Eosinophils are blood granulocytes that express cytoplasmic granules containing enzymes that are harmful to the cell walls of parasites but can also damage host tissues. Some eosinophils are normally present in peripheral tissues, especially in mucosal linings of the respiratory, gastrointestinal, and genitourinary tracts, and their numbers can increase by recruitment from the blood in the setting of inflammation.
Antigen-presenting cells (APCs) are cells that capture microbial and other antigens, display them to lymphocytes, and provide signals that stimulate the proliferation and differentiation of the lymphocytes. The major type of APC that is involved in initiating T cell responses is the dendritic cell. Macrophages and B cells present antigens to T lymphocytes in cell mediated and humoral immune responses.

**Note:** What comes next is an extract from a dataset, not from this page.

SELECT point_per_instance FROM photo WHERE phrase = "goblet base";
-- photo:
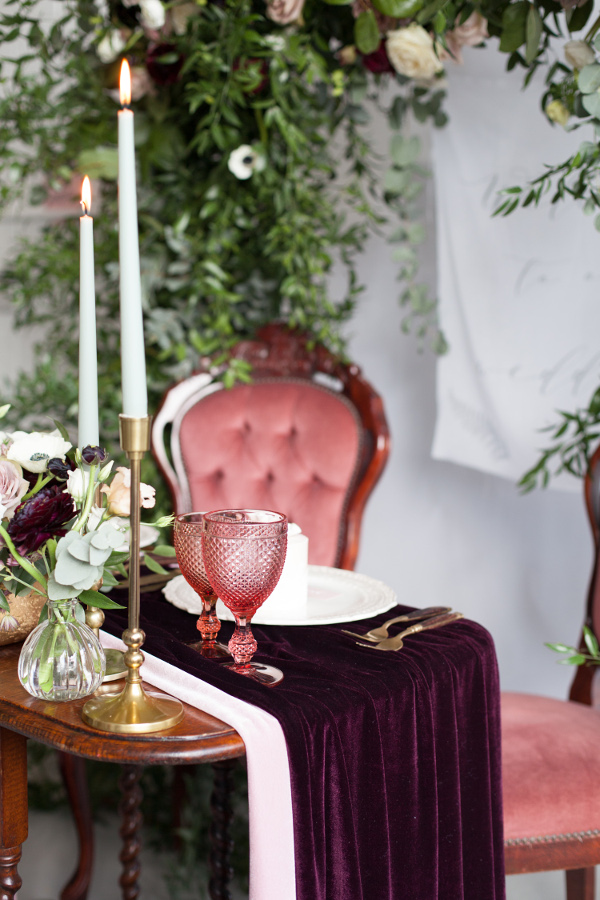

Dendritic cells are the most important APCs for activating naive T cells, and they play major roles in innate responses to infections and in linking innate and adaptive immune responses. They have long membranous projections and phagocytic capabilities and are widely distributed in lymphoid tissues, mucosal epithelium, and organ parenchyma. Most dendritic cells are part of the myeloid lineage of hematopoietic cells and arise from a precursor that can also differentiate into monocytes but not granulocytes.
Lymphocytes are the principal cell players in the adaptive immune response. They represent 20% to 40% of circulating white blood cells and 99% of cells in the lymph. Lymphocytes can be broadly subdivided into three major populations on the basis of functional and phenotypic differences:
- B lymphocytes (B cells)
- T lymphocytes (T cells)
- Natural killer (NK) cells.
Each B or T cell also expresses an antigen-specific receptor (the B cell receptor (BCR) or the T cell receptor (TCR), respectively) on its surface.
B lymphocyte (B cell) derived its letter designation from its site of maturation, in the bursa of Fabricius in birds; activated B cells differentiate into effector cells known as plasma cells. Plasma cells lose expression of surface immunoglobulin and become highly specialized for secretion of antibody.
T lymphocytes (T cells) derive their letter designation from their site of maturation in the thymus. T-cell receptors only recognize processed pieces of antigen (typically peptides) bound to cell membrane proteins called major histocompatibility complex (MHC) molecules. They become activated, proliferate, and differentiate into an effector cell called a cytotoxic T lymphocyte (CTL). The CTL has a vital function inmonitoring the cells of the body and eliminating any cells that display foreign antigen complexed with class I MHC,
Natural Killer Cells
Natural killer (NK) cells are lymphoid cells that are closely related to B and T cells. However, they do not express antigen specific receptors. NK cells constitute 5% to 10% of lymphocytes in human peripheral blood. They are efficient cell killers and attack a variety of abnormal cells, including some tumor cells and some cells infected with virus.